PINSAR Pastikan Stok Ayam Nasional Aman, Soroti Rantai Distribusi Picu Kenaikan Harga

2 hours ago 4

REPUBLIKA.CO.ID, JAKARTA— Perhimpunan Insan Perunggasan Rakyat Indonesia (PINSAR) memberikan klarifikasi resmi terkait isu kenaikan harga daging ayam yang beredar di sejumlah pasar tradisional belakangan ini.

Ketua Umum PINSAR, Singgih Januratmoko, menegaskan bahwa kondisi di tingkat peternak saat ini tetap stabil dan tidak mengalami kendala produksi.

Singgih membedah tiga poin utama untuk meluruskan persepsi masyarakat dan pemangku kepentingan, “Pertama, kami menjamin stok ayam di kendang melimpah. Ketersediaan stok ayam di tingkat peternak dalam kondisi yang sangat mencukupi. Produksi berjalan normal dan mampu memenuhi permintaan pasar tanpa adanya gangguan,” tegas Singgih yang juga Wakil Ketua Komisi VIII DPR RI itu dalam keterangannya di Jakarta, Jumat (13/2/2026).

Dia menambahkan, stok ayam di tingkat kandang saat ini cukup.

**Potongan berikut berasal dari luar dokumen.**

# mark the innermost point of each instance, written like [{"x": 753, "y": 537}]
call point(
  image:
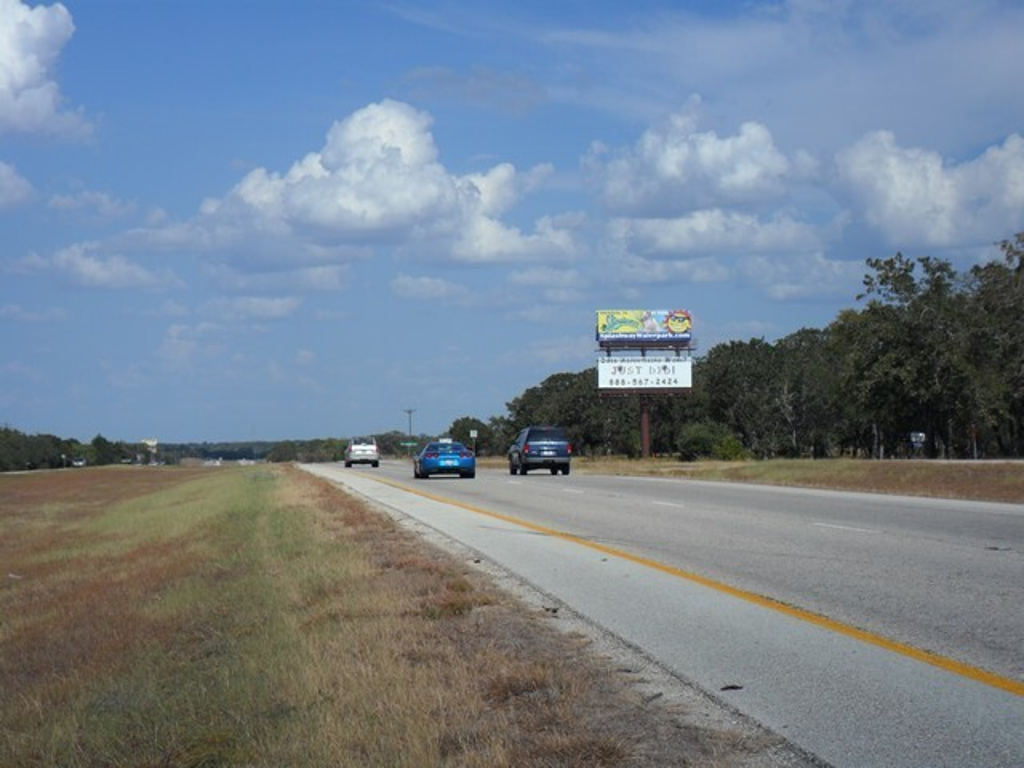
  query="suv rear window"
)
[{"x": 552, "y": 434}]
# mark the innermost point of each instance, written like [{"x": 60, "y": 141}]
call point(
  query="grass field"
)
[{"x": 259, "y": 616}]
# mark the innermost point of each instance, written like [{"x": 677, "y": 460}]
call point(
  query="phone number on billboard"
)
[{"x": 646, "y": 382}]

Tidak ada kekurangan maupun gangguan produksi di tingkat peternak yang dapat memicu kelangkaan.

Kedua, menurut Singgih, para peternak patuh pada regulasi Badan Pangan Nasional (BAPANAS). Dengan demikian, para peternak yang bernaung di bawah PINSAR, harga jual di tingkat produsen masih mengacu pada Peraturan Badan Pangan Nasional (Perbadan) Nomor 6 Tahun 2024.

“Berdasarkan aturan tersebut, Harga Acuan Pembelian (HAP) di tingkat peternak ditetapkan sebesar Rp25 ribu per kilogram,” jelas Singgih.

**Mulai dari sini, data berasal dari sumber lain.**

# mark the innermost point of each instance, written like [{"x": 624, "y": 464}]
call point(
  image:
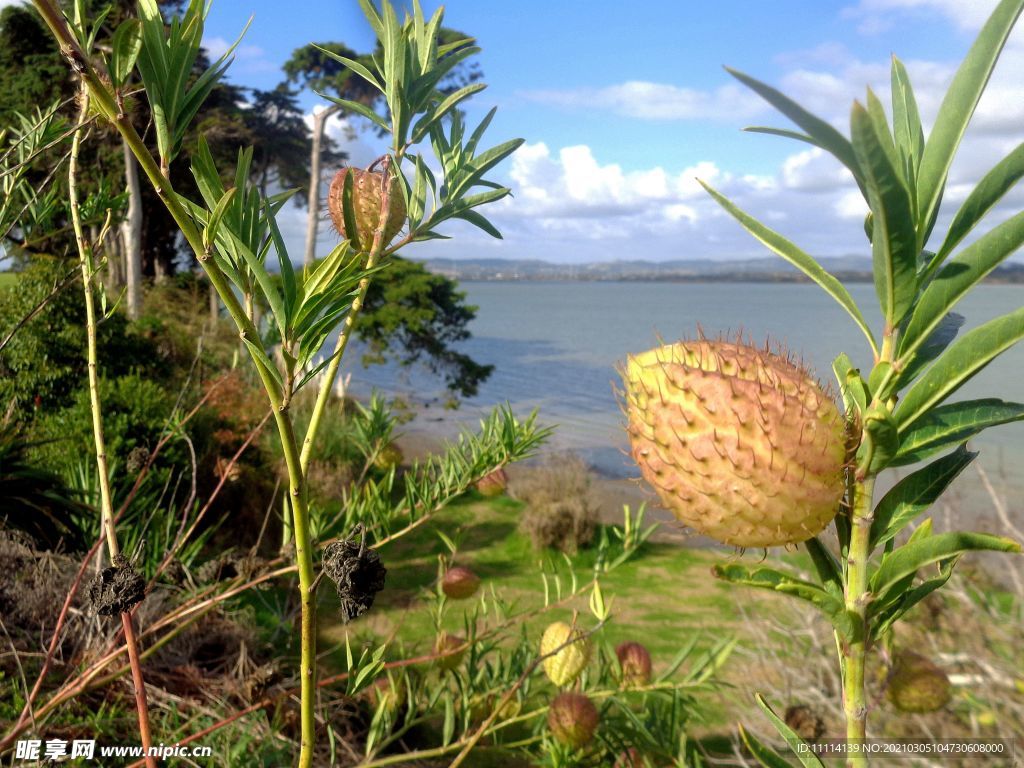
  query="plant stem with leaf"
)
[{"x": 95, "y": 406}]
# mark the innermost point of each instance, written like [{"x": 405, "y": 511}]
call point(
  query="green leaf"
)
[
  {"x": 953, "y": 424},
  {"x": 907, "y": 131},
  {"x": 982, "y": 199},
  {"x": 821, "y": 133},
  {"x": 916, "y": 554},
  {"x": 933, "y": 346},
  {"x": 881, "y": 440},
  {"x": 807, "y": 758},
  {"x": 761, "y": 752},
  {"x": 960, "y": 274},
  {"x": 352, "y": 65},
  {"x": 788, "y": 584},
  {"x": 803, "y": 261},
  {"x": 890, "y": 607},
  {"x": 914, "y": 494},
  {"x": 210, "y": 230},
  {"x": 965, "y": 357},
  {"x": 124, "y": 50},
  {"x": 361, "y": 110},
  {"x": 957, "y": 108},
  {"x": 479, "y": 221},
  {"x": 894, "y": 240},
  {"x": 767, "y": 130},
  {"x": 828, "y": 568}
]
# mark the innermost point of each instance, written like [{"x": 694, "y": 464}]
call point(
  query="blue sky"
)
[{"x": 621, "y": 108}]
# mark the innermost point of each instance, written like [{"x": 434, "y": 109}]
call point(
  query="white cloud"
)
[{"x": 646, "y": 100}]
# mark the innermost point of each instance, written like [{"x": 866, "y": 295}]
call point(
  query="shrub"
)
[
  {"x": 45, "y": 360},
  {"x": 561, "y": 512}
]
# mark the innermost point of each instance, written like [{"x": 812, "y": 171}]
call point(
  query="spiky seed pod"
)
[
  {"x": 805, "y": 722},
  {"x": 493, "y": 483},
  {"x": 740, "y": 444},
  {"x": 572, "y": 719},
  {"x": 460, "y": 583},
  {"x": 450, "y": 650},
  {"x": 368, "y": 197},
  {"x": 564, "y": 667},
  {"x": 916, "y": 685},
  {"x": 635, "y": 663}
]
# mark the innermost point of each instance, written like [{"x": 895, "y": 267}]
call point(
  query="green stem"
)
[
  {"x": 324, "y": 395},
  {"x": 857, "y": 597},
  {"x": 95, "y": 406}
]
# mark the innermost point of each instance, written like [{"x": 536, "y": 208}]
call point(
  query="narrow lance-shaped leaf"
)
[
  {"x": 803, "y": 261},
  {"x": 965, "y": 357},
  {"x": 894, "y": 241},
  {"x": 907, "y": 130},
  {"x": 777, "y": 581},
  {"x": 957, "y": 108},
  {"x": 982, "y": 199},
  {"x": 818, "y": 130},
  {"x": 934, "y": 345},
  {"x": 914, "y": 494},
  {"x": 914, "y": 555},
  {"x": 953, "y": 424}
]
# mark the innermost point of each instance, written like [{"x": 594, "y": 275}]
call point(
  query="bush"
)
[
  {"x": 135, "y": 413},
  {"x": 561, "y": 512},
  {"x": 45, "y": 360}
]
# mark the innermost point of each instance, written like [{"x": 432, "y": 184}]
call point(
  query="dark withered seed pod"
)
[
  {"x": 357, "y": 571},
  {"x": 117, "y": 589}
]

Dia menambahkan, untuk wilayah Pulau Jawa, harga ayam hidup (livebird) ukuran 1,8 kg ke atas saat ini masih berada dalam rentang harga acuan tersebut. Dengan kata lain, tidak ada lonjakan harga yang signifikan dari sisi hulu atau produksi.

Ketiga, PINSAR menyebut ada persoalan pada jalur produksi, yang mengakibatkan keluhan konsumen mengenai mahalnya harga ayam di pasar ritel. PINSAR menilai persoalan utama bukan berada pada peternak, melainkan pada rantai distribusi atau peran perantara (middleman).

"Apabila terjadi kenaikan harga di tingkat konsumen yang melebihi harga acuan, hal tersebut bukan disebabkan oleh kekurangan stok di kandang. Kami melihat adanya potensi persoalan pada mata rantai distribusi yang perlu menjadi perhatian bersama agar tidak merugikan peternak maupun masyarakat," ungkap Singgih.

Dia menegaskan, PINSAR Indonesia komitmen stabilitas pangan. Pihaknya, mengimbau seluruh pihak terkait untuk menjaga transparansi harga dan stabilitas distribusi dari hulu ke hilir.

Langkah ini dinilai krusial untuk melindungi peternak dari kerugian serta menjaga daya beli masyarakat sebagai konsumen akhir.

PINSAR menyatakan komitmennya untuk terus bersinergi dengan pemerintah dalam menjaga pasokan pangan nasional tetap tersedia dengan harga yang sesuai regulasi yang berlaku.